Not much can be said about the ‘90s without talking about Pamela Anderson. And since we talk about the ‘90s all the time, here we are. The decade’s biggest bombshell has been experiencing a renaissance as of late, starring in Playboy’s final nude issue last year and co-starring in The People Garden, a new indie flick opening this week at TIFF. The film follows Sweetpea (Dree Hemingway) who travels to Japan to break up with her rockstar boyfriend while he’s filming a music video with Signe (Anderson), a faded ‘90s icon. The parallels between Signe and Anderson are obvious, but also not obvious at all—at 48, Anderson’s as in control as ever. Here, she drops wisdom on today’s Hollywood stars and reminds us why we were into her in the first place.
How did you get involved with the film?
An incredible casting director Heidi Levit called me and let me know that Nadia Litz’s award winning screenplay was being made into a film, finally. They wanted me to play a “past her prime” sex symbol/muse—slightly overdramatic, a little Sunset Boulevard.
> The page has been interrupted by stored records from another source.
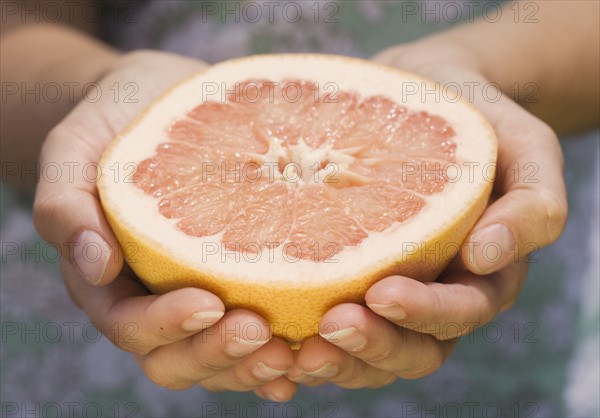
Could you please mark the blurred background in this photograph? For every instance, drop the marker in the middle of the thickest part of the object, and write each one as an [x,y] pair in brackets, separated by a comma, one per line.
[539,359]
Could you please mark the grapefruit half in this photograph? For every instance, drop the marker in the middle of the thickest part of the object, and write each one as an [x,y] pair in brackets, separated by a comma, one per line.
[287,184]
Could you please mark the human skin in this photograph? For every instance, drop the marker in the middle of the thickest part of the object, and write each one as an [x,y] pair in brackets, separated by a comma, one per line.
[170,347]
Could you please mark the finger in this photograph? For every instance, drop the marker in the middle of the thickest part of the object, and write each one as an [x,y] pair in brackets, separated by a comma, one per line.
[381,344]
[139,322]
[268,363]
[319,362]
[183,364]
[448,309]
[66,209]
[67,213]
[531,211]
[278,390]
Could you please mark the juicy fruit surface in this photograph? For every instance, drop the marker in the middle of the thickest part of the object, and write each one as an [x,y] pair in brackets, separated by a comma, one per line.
[290,165]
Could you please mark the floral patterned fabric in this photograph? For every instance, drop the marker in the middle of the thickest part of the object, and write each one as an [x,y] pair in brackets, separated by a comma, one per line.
[539,359]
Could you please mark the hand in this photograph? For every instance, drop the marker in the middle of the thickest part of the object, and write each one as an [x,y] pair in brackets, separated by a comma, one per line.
[409,328]
[181,338]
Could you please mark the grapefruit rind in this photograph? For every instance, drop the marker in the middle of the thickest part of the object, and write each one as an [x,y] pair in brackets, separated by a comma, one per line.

I have been curious lately about pushing the envelope with ageing and the dynamic we deal with as women in this industry. They shot me in very harsh light and made me look as bad as possible. It was interesting. But rewarding to not be self aware or obsessed with trying to look 20 when I’m not.
Your character Signe feels very much like a caricature—do you relate to her?
I feel she is in a bubble— memories of a life that isnt anymore. She is an artistic character. Flying in the rain was my favorite part.
How do you reconcile your turn to art-house films with your return to Playboy?
I love art house and I love that people can see the departure from my “more real” Playboy life. Which is funny. It almost seems backwards.
I love what you said in the Times about a new generation looking at you differently—do you think a big part of that is ’90s nostalgia?
There is still mystery surrounding my generation. I think that it’s intriguing to not know everything about an artist. These days, it feels like overload. I’ve given up on any personalized social media. I have no desire to keep up with the Joneses (Kardashians?).
And speaking of nostalgia, how did it feel on the Baywatch set?
They were so kind. And Dwayne (The Rock) and I have met before. The producers really went to bat for me. And, I felt appreciated and respected. I miss it so much. I love action and being outdoors. It was just a cameo. Let’s hope they make more.
What do you remember most about the ’90s?
Whirlwind. Playboy parties. Rock stars. Having children. Just a wild time. I miss those days. And I’m sad that Playboy as it was is over.
What’s different about coming up today, specifically as a woman, versus when you did in the ’80s and ’90s?
I don’t like it at all.
Do you see yourself in any of today’s young stars?
Absolutely not. Even my children look at this business in a new way. I never wanted it that bad. And I can’t waste my time on trying to get people to love me. It’s an epidemic of insecurity.